Parse Nginx Access Log with Nimble Parsec

Parse Nginx Access Log with Nimble Parsec

Table of Contents

Lately I played with some string parsing and found nimble_parsec a library which does the job perfect. I will show you how to convert nginx logs to something readable in elixir. A typical log line looks like:

127.0.0.1 - - [25/Dec/2020:08:15:53 +0000] 
"GET /img/key.svg HTTP/1.1" 200 8305 
"http://localhost/styles/css/app.css" 
"Mozilla/5.0 Firefox/84.0"

These fields are:

remote_addr - remote_user [time_local] 
"request" status bytes_sent 
"referer" 
"user_agent"

I found the description on stack overflow

To start matching on our string we need to define our parser in a new file:

defmodule NginxParsex do
  import NimbleParsec

  defparsec( :ngnix_parser, integer(1))
end

This just matches a string starting with an integer:

iex(1)> log = "127.0.0.1 - - "
iex(2)> NginxParsex.ngnix_parser(log)
{:ok, [1], "27.0.0.1 - - ", %{}, {1, 0}, 1}

What happens here is our parser matches the first integer and returns a tuple with :ok, a list of items that matched [1], and the rest of the string. The other items in the tuple are additional data used by the parser.

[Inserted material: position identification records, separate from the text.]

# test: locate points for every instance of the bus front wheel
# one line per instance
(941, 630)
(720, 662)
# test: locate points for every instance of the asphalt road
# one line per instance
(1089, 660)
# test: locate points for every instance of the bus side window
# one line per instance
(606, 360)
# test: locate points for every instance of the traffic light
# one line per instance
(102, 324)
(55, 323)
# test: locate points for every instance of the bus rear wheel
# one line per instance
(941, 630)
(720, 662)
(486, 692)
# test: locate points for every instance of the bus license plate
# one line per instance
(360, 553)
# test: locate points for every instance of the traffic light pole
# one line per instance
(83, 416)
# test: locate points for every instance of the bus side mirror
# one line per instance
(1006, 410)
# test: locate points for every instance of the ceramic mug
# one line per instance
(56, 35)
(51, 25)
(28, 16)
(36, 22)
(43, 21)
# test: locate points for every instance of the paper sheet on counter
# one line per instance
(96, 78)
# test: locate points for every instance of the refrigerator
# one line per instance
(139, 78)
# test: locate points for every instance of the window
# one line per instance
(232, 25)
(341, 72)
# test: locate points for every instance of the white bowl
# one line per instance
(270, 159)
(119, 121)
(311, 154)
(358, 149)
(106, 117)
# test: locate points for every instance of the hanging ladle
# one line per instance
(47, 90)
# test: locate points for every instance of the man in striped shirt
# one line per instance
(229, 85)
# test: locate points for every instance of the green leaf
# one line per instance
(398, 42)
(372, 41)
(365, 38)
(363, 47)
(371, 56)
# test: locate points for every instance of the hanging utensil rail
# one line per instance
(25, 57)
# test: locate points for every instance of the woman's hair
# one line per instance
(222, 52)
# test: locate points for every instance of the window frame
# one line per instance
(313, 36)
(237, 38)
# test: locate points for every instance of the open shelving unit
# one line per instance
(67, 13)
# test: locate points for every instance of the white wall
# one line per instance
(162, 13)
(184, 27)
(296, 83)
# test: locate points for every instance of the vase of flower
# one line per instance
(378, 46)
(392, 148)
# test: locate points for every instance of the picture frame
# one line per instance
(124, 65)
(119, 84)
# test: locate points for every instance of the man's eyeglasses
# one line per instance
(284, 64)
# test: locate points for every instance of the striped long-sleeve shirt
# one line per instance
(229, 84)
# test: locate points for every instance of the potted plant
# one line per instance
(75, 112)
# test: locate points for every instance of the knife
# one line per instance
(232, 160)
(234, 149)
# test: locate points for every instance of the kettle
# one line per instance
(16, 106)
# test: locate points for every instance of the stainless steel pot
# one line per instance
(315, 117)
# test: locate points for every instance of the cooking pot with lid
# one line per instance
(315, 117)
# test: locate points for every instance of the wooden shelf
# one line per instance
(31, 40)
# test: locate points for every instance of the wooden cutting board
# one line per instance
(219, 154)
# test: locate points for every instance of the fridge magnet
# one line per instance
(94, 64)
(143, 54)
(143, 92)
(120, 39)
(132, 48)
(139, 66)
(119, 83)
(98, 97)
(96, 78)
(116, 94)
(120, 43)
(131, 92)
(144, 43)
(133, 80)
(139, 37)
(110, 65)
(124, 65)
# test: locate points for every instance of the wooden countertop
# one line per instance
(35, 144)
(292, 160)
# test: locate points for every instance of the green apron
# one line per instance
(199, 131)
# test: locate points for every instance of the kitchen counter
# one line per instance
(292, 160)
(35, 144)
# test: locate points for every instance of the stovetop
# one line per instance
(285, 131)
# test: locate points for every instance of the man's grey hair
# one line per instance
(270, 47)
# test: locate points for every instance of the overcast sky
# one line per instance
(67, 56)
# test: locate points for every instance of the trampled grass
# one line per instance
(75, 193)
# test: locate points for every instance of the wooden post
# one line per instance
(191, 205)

We can extract our full IP address creating a parser like this:

  ip = 
    integer(min: 1, max: 3)
    |> ignore(string("."))
    |> integer(min: 1, max: 3)
    |> ignore(string("."))
    |> integer(min: 1, max: 3)
    |> ignore(string("."))
    |> integer(min: 1, max: 3)

  defparsec( :ngnix_parser, ip)

And after running it we got:

iex(1)> NginxParsex.ngnix_parser(log)
{:ok, [127, 0, 0, 1], " - - ", %{}, {1, 0}, 9}

As you can see we are extracting all the numbers and omitting the dots. As we don’t need all the integers, a string is enough so we may also extract it as a string that consists of numbers and dots:

ip = ascii_string([?., ?0..?9], min: 7, max: 15) 

Now we get back:

iex(1)> NginxParsex.ngnix_parser(log) 
{:ok, ["127.0.0.1"], " - - ", %{}, {1, 0}, 9}

The next part is not really useful for us " - - " we may either omit it using the ignore macro:

  ip = 
    ascii_string([?., ?0..?9], min: 7, max: 15)
    |> ignore(string(" - - "))

And our first test string is parsed:

iex(1)> NginxParsex.ngnix_parser(log)
{:ok, ["127.0.0.1"], "", %{}, {1, 0}, 14}

The problem is the second dash may be a remote_user which we will skip and match on the opening [:

  ip = 
    ascii_string([?., ?0..?9], min: 7, max: 15)
    |> ignore(eventually(ascii_char([?[])))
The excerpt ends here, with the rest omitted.